Le voyageur qui séjourne en Algérie au début du XXIe siècle a bien de la difficulté à trouver un guide de voyage. Ni Routard, ni Guide bleu, il lui faut se contenter de guides moins élaborés, voire trouver l'édition de 1974 du Guide Nagel. Certes, la décennie noire et peut-être aussi le poids du pétrole dans l'économie algérienne ont été pour beaucoup dans cette désaffection, alors que le tourisme fut longtemps une activité florissante pour ses voisins maghrébins et le demeure pour le Maroc. C'est l'un des attraits de cet ouvrage que de nous plonger dans l'Algérie coloniale en utilisant comme source les nombreux guides touristiques d'alors, à commencer par le célèbre Guide Joanne dont Colette Zytnicki trouve trace dans nombre de récits de voyage.
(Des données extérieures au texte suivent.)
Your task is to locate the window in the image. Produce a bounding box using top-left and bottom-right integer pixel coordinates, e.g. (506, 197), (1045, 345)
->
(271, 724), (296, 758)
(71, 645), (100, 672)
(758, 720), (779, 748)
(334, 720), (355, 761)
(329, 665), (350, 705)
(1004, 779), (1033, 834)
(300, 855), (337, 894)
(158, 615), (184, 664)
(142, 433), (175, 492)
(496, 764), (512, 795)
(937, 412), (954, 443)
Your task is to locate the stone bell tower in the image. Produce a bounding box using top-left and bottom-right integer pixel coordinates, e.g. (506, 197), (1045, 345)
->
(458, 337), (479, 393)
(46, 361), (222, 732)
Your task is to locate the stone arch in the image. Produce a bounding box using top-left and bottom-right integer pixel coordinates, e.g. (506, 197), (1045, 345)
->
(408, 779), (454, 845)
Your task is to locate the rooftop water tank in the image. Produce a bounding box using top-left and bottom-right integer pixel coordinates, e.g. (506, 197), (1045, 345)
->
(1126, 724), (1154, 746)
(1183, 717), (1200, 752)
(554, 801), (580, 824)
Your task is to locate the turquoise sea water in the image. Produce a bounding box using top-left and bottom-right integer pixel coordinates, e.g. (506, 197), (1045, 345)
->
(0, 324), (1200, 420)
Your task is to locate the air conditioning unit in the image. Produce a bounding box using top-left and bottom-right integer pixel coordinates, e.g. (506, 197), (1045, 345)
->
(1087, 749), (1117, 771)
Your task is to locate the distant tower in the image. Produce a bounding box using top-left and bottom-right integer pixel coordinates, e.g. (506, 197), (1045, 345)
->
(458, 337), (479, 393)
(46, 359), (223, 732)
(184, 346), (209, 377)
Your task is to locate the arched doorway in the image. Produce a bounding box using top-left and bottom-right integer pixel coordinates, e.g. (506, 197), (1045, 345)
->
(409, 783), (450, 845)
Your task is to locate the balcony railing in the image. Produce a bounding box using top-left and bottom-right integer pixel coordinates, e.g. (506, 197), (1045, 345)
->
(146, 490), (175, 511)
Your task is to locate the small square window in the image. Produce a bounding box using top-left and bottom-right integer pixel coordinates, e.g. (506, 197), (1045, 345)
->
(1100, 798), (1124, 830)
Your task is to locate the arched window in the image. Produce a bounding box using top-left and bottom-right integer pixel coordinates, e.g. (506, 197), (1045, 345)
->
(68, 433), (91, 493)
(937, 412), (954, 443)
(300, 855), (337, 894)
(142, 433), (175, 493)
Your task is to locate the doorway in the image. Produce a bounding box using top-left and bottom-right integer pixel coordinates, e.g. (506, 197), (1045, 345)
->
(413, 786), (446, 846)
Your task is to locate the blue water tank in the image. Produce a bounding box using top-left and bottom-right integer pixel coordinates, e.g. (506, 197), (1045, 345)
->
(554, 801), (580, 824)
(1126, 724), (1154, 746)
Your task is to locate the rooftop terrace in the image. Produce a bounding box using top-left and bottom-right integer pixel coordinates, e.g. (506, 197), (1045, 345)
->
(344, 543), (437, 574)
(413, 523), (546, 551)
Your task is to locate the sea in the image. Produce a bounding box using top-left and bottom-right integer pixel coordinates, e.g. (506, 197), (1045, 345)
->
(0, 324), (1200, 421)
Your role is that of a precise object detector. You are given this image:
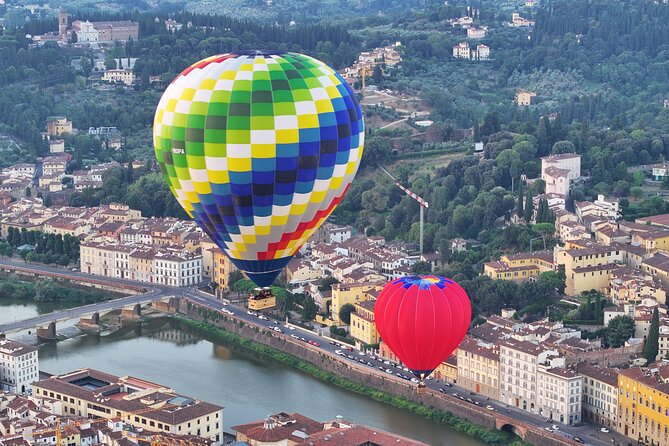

La vocation touristique de l'Algérie fut précoce avec, dès les années 1870, l'attrait exercé sur la bonne société internationale qui appréciait Alger comme centre d'hivernage. Elle se porta les décennies suivantes plus en avant dans les terres, avant que des citadins de l'autre côté de la Méditerranée ne viennent dans de nouvelles stations balnéaires, voire de sports d'hiver. Rien de spécifique à la colonie française, tant les Britanniques, grands praticiens du tourisme, avaient su mettre à profit en ce domaine leurs terres coloniales en Inde et en Égypte, et même en Afrique où ils fondèrent de grands parcs naturels – les Français créèrent leurs premiers parcs nationaux en Algérie en 1921. Les lendemains de la Grande Guerre apparurent ensuite comme pleins de promesses, en particulier celle de l'élargissement des pratiques touristiques à des groupes sociaux moins favorisés. En dépit du désintérêt des autorités publiques, ce fut le cas des habitants des trois départements algériens, musulmans compris, avant que la crise des années 1930 ne tempère ces espoirs. La période de la Seconde Guerre mondiale ne constitua pas une parenthèse dans ce développement, ne serait-ce que parce que l'intérêt manifesté pour la jeunesse a pu diffuser ces années-là, par le développement des organisations qui lui étaient destinées, le modèle d'un tourisme sportif et militant.

Après la guerre, le tourisme a continué à se développer, alors encouragé par l'administration mais aussi par l'air du temps. Le développement de la Côte d'Azur se produisait en même temps que celui de la « Californie de la France », cette colonie dont le climat, les magnifiques paysages, les sites urbains ou archéologiques – que les autorités ont tenté d'inventorier dès le début des années 1850 – avaient largement de quoi attirer le visiteur. Pendant une dizaine d'années, une véritable « fièvre touristique » s'est diffusée en Algérie, où les différents acteurs édifiaient des infrastructures et formaient du personnel spécialisé. Ce phénomène ne doit d'ailleurs pas être exagéré; le Sahara, pourtant l'une des régions les plus attractives, était encore fort mal équipé au milieu des années 1950. Les « événements », comme l'on disait alors, mirent un rapide terme à ce développement. Très vite, les Aurès et le site archéologique de Timgad se fermèrent aux visiteurs, puis l'ensemble des zones touristiques, à l'exception du Sahara. [End Page 123]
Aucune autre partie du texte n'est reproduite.